Problems with GM

We have a performance problem depending on the number and size of blocks used in the RU, as seen for example on the performance vs. fragment size plots for different block sizes. [eps] [gif] (These plots were made on the Grand Champion machine, while the following tests were done on the Dell.)

The fact that for 2500 32k blocks the problem is only present for fragment sizes above 28k suggests that the crytical factor is (related to) the number of 32k pages actually used.

I have eliminated the fedkit and all the custom hardware components, and noticed that the problem appears only for a large number of blocks. For small block sizes the problem appears with a larger number of blocks, about 17000 for 4k blocks, compared to 2000 32k blocks.
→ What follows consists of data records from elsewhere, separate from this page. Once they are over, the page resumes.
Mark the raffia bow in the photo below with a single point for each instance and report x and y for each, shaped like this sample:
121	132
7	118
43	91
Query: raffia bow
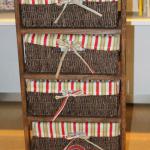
76	2
66	96
82	137
73	46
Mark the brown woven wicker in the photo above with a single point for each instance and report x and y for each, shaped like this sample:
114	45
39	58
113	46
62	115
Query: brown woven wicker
40	104
46	59
108	143
73	17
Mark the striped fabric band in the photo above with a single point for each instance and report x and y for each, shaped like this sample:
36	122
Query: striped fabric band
88	87
39	2
63	129
96	42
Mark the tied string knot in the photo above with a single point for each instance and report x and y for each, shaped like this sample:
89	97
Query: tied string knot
66	96
81	136
73	46
76	2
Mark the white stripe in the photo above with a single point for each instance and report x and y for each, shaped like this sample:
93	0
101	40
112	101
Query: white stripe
37	86
42	127
108	129
48	129
89	129
49	84
32	86
106	42
44	86
96	129
60	129
37	131
65	128
54	129
102	130
93	41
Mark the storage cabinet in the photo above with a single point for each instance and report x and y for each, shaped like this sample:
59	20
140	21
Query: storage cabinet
72	70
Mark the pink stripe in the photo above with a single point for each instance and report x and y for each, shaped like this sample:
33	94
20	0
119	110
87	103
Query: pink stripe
39	129
110	88
109	43
51	129
74	128
33	2
75	147
46	1
83	40
97	88
35	86
111	129
32	38
63	129
99	129
84	87
71	37
58	37
59	87
86	128
96	43
45	39
47	86
72	85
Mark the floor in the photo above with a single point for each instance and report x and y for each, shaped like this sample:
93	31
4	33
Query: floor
138	127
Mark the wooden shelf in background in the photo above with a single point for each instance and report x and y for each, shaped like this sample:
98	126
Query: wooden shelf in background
72	77
7	18
136	20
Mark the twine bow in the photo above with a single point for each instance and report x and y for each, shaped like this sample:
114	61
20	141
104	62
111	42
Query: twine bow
82	137
76	2
66	95
74	46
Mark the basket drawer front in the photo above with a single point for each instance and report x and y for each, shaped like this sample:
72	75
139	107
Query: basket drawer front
100	53
100	98
103	135
43	15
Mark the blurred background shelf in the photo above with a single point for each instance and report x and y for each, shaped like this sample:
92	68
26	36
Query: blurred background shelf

I tried a test eliminating GM, by not sending the data: In the first test the memory was only allocated, the headers set up, but the message was dropped instead of sending it. This showed the XDAQ overhead of about 3 microseconds, with a slight dependence on the number of blocks involved, but nothing like a sudden strong drop.

In a second test without GM I actually touched the data (memset) instead of sending, and arrived at a bandwidth of about 230 MB/sec, independent of the number of blocks.

To test GM alone, I modified the GM test program gm_allsize to cycle through many blocks. (The program basically sends messages as fast as it can in one direction and repeats this with different message sizes but the same block size.) The original version used 8 blocks in LIFO order.

My modification includes two things: increase the parameter SEND_BUFFERS, and change the order in which they are reused from lifo to fifo. I also had to limit the number of cuncurrent sends to 8, corresponding to the default case, to avoid a restiction in the program.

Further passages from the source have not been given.